Most afternoons, Andrew Martinez, 28, heads to the Evening Center, a Santa Cruz County Probation Department alternative program for youth where he teaches young people how to get a job, how to make good choices and take care of themselves. 

He teaches many of the same lessons he learned himself as a student in the early days of the Academy for College Excellence (ACE) in 2003: how to be a role model and to give back.

“I’ve seen a lot of the negative things in life and hadn’t seen enough of the good things in life,” he says about the days before ACE. “I had exhausted my resources. I had to create my own future and way here. It’s a tough thing to do in the States because there are so many traps for a young guy.” 

As a child, Martinez’s family had moved from Texas to Sweden. In the 10 years he lived abroad, he fell in with the wrong crowd, got in trouble and struggled with a learning disability. As a young adult, he moved to Watsonville where his father had once lived and he had family. But he struggled to find his way. Socially, the cultural shift was difficult. Academically, he suffered from attention deficit disorder, which made school feel almost impossible at times. The ACE cohort was a completely new road in his journey. 

“In the first ACE pilot programs they showed me other elements of life like science, software programs, leadership skills – basically how to be little entrepreneurs,” Martinez says. “It introduces you to things that you’re going to do later on, grant writing, understanding systems, how things work, how everything’s interconnected. It shows you a blueprint of how society works.”

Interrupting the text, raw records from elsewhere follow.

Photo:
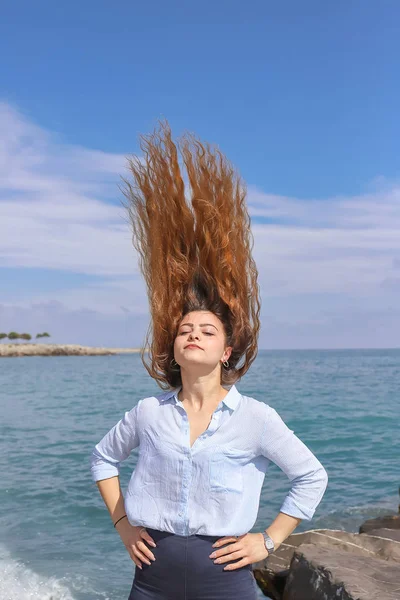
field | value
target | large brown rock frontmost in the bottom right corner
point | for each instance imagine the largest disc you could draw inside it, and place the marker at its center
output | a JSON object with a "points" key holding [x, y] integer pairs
{"points": [[318, 572]]}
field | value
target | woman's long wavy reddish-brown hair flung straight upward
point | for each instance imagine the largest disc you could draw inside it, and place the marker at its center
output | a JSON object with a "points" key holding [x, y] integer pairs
{"points": [[195, 253]]}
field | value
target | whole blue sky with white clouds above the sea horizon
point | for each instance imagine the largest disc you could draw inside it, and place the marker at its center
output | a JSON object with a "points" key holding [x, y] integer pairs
{"points": [[302, 96]]}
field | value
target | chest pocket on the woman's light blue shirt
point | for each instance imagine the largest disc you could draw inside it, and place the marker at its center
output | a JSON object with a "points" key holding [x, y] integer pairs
{"points": [[226, 471]]}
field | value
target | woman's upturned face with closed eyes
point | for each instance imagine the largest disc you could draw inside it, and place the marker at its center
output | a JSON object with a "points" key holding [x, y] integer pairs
{"points": [[206, 331]]}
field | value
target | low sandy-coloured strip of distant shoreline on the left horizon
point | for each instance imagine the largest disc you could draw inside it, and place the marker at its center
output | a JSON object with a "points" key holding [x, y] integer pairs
{"points": [[14, 350]]}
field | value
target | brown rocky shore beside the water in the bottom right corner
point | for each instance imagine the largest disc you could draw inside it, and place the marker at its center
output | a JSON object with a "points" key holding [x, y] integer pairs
{"points": [[324, 564]]}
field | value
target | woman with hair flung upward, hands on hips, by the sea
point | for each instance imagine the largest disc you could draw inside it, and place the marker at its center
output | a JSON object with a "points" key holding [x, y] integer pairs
{"points": [[204, 447]]}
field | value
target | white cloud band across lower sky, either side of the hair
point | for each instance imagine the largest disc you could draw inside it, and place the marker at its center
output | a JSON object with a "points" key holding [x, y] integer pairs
{"points": [[60, 209]]}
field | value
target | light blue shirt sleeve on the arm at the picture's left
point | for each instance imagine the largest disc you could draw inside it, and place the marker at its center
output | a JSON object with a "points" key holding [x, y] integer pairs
{"points": [[115, 446]]}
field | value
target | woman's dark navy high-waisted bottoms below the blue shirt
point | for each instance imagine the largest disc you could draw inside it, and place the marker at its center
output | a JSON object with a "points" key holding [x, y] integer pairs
{"points": [[183, 571]]}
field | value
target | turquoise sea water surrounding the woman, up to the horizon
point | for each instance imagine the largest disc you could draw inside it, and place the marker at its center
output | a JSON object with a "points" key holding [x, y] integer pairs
{"points": [[57, 540]]}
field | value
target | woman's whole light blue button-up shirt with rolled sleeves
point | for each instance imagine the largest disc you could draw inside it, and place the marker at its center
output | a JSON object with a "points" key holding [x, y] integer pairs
{"points": [[213, 487]]}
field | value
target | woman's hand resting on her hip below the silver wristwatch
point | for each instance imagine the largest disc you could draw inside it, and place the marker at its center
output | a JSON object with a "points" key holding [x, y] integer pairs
{"points": [[249, 548]]}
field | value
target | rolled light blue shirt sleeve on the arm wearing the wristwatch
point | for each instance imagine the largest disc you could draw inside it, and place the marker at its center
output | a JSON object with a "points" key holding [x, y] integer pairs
{"points": [[307, 476]]}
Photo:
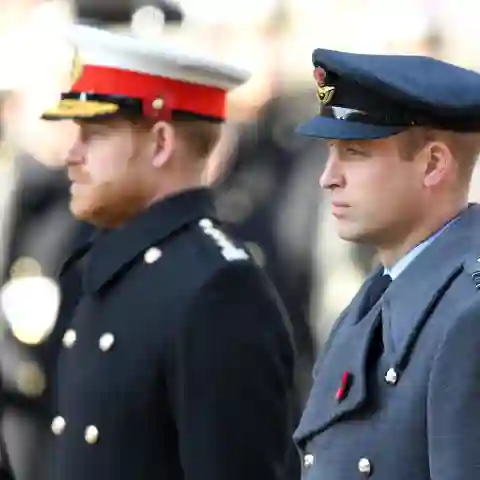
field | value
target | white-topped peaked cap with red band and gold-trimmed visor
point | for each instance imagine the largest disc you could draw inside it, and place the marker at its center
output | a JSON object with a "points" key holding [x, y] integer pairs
{"points": [[112, 72]]}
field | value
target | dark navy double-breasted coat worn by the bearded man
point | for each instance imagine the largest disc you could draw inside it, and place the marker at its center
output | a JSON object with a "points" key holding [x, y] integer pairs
{"points": [[178, 361]]}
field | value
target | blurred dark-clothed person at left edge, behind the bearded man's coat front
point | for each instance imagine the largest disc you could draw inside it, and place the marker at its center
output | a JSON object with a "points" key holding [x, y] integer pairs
{"points": [[41, 234]]}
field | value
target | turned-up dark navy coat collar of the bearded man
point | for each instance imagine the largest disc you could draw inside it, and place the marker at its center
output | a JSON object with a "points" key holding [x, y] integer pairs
{"points": [[113, 249]]}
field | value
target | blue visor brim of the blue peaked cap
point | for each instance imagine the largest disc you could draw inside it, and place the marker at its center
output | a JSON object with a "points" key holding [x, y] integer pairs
{"points": [[334, 129]]}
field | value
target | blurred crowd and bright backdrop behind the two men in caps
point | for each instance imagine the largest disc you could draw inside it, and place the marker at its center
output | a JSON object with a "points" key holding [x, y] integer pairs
{"points": [[265, 178]]}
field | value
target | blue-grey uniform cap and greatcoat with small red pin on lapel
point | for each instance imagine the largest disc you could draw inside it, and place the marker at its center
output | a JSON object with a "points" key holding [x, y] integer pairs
{"points": [[397, 386]]}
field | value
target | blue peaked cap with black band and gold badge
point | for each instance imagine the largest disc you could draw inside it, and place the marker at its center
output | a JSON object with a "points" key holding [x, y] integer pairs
{"points": [[373, 96]]}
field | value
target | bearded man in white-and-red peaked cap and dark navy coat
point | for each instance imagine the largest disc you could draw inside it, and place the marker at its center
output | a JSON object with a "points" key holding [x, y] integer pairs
{"points": [[178, 361]]}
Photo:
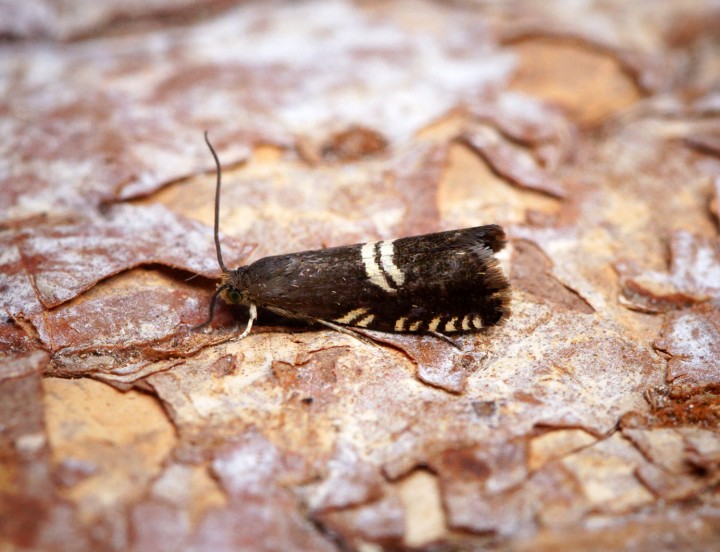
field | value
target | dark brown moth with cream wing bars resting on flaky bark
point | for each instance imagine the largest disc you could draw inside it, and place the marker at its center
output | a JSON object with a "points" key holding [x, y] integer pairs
{"points": [[442, 283]]}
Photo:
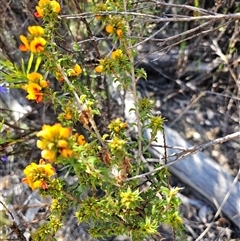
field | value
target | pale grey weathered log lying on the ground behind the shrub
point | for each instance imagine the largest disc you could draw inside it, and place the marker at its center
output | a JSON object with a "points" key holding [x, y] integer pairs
{"points": [[201, 173]]}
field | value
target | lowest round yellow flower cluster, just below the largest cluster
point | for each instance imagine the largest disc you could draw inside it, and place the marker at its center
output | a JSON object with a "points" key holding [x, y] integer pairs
{"points": [[38, 175]]}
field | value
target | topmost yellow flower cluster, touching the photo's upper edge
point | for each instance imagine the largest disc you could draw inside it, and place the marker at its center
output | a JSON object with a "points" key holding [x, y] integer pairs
{"points": [[47, 6]]}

He got a job at the Cabrillo Learning Center, at a private youth group home and later as a group supervisor for Santa Cruz County. He went on to earn his associate arts degree at Cabrillo College and transferred in 2007 to California State University, Monterey Bay where he is a full-time student working toward a bachelor’s degree in Collaborative Health and Human Services. 

ACE founder Diego Navarro “really motivated me as a Latino,” Martinez says. “He empowered me to just go out there and do what I was doing. There were very few people that were motivational for a person of my background. Diego was always saying, ‘When are you transferring?’ He thinks big.”

Martinez does too. He plans to continue with school and earn a master’s degree in social work.

“Diego taught me you can really do anything you’re really inspired to do from a social aspect of giving back to the community. It’s going good,” he says. “I’m doing it!”